It’s certainly as challenging to follow the thoughts of Sebald’s narrator as it was to follow the thoughts of those earlier characters, which may explain why I started this book several months ago but set it aside. Fortunately, having to admit that I hadn’t read it to Jonathon in my comments finally forced me to pick it up and begin again.

I finally decided not to try to tie everything together and try to remember all the historical facts Sebald threw at me. Hell, I didn’t get that many facts in the year-long European history class I took in college, and I never could remember specific details when it came to exams. Instead, I highlighted an awful lot of passages that seemed important and stuck sticky notes to mark pages to return to later rather than getting bogged down as I read. Luckily, once I finished it no longer seemed necessary to understand every leap of thought to understand the book as a whole.
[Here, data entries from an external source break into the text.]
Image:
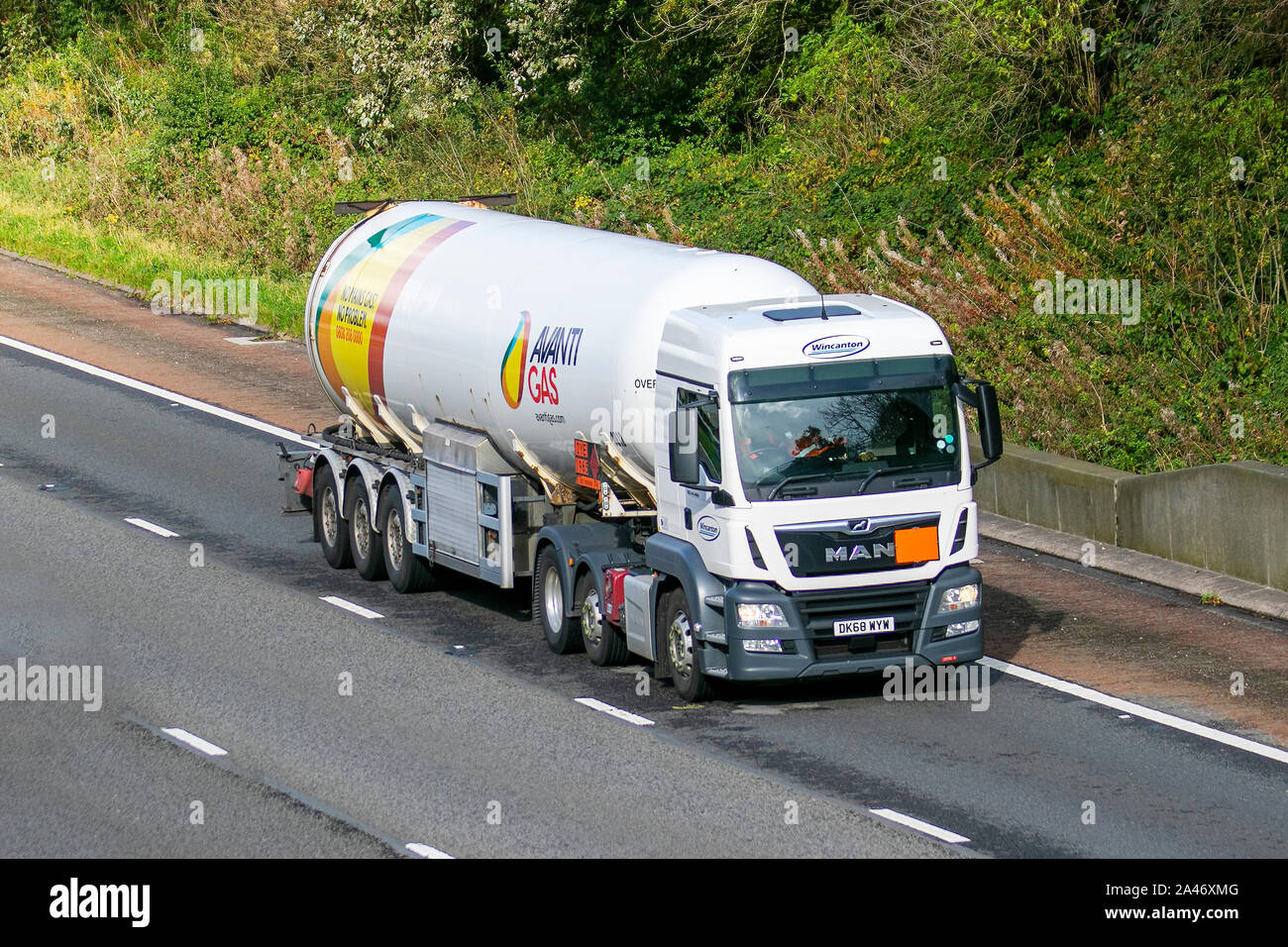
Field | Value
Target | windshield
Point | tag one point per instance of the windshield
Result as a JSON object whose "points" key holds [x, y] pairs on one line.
{"points": [[846, 428]]}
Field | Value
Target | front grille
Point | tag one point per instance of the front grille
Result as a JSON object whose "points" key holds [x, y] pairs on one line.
{"points": [[819, 609]]}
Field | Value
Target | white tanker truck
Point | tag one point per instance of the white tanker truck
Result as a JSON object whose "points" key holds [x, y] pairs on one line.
{"points": [[695, 457]]}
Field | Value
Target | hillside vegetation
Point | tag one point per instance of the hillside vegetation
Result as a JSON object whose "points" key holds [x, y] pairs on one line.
{"points": [[953, 155]]}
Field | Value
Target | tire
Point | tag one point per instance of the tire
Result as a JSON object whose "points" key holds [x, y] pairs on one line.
{"points": [[365, 543], [407, 571], [562, 634], [681, 656], [604, 642], [331, 528]]}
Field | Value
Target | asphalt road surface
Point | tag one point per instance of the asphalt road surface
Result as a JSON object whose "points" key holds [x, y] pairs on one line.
{"points": [[463, 733]]}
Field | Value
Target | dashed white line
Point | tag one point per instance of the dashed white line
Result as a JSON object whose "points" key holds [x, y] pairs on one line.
{"points": [[419, 848], [194, 741], [614, 711], [155, 390], [351, 607], [1137, 709], [943, 834], [151, 527]]}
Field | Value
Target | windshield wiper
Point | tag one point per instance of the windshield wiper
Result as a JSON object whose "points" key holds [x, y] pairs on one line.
{"points": [[797, 478], [881, 472]]}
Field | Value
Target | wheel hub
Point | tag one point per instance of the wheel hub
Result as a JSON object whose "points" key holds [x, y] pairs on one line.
{"points": [[361, 528], [394, 540], [552, 598], [330, 518], [681, 644], [591, 618]]}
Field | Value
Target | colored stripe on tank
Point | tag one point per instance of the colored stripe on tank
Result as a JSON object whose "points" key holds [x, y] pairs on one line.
{"points": [[380, 328], [353, 309], [347, 270]]}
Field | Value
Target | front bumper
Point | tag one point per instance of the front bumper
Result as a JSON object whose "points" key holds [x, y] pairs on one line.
{"points": [[812, 651]]}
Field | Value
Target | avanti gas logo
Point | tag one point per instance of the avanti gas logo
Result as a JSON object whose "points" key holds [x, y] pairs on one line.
{"points": [[514, 363], [555, 347], [835, 347]]}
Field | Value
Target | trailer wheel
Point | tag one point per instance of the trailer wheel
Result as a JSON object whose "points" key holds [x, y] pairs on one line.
{"points": [[407, 571], [562, 634], [682, 647], [330, 525], [364, 540], [604, 642]]}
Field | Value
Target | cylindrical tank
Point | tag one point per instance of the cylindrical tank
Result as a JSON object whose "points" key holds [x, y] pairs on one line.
{"points": [[513, 326]]}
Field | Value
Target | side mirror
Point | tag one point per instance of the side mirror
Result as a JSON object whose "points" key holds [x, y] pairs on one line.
{"points": [[984, 401], [990, 423], [683, 447]]}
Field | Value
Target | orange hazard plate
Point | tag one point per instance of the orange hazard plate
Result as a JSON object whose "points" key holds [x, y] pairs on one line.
{"points": [[915, 545]]}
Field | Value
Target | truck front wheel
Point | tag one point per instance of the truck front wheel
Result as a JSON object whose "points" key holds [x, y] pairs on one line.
{"points": [[604, 642], [682, 647], [562, 634], [407, 571], [330, 525]]}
One thought on “A Study in Melancholia”

  1. If you’ve had gray days for so long, I won’t be cruel and post the photos from the butterfly house today. Tomorrow perhaps.

    Thank you for reminding me to take time to read all of Sebald’s novels again. It was this, in fact, that led me to the butterfly house today.

    I’d be the last person to say how to read Sebald, but if there’s one thing I know, it’s that you shouldn’t stop to absorb the facts in the story–they’re nothing more than a bit of color.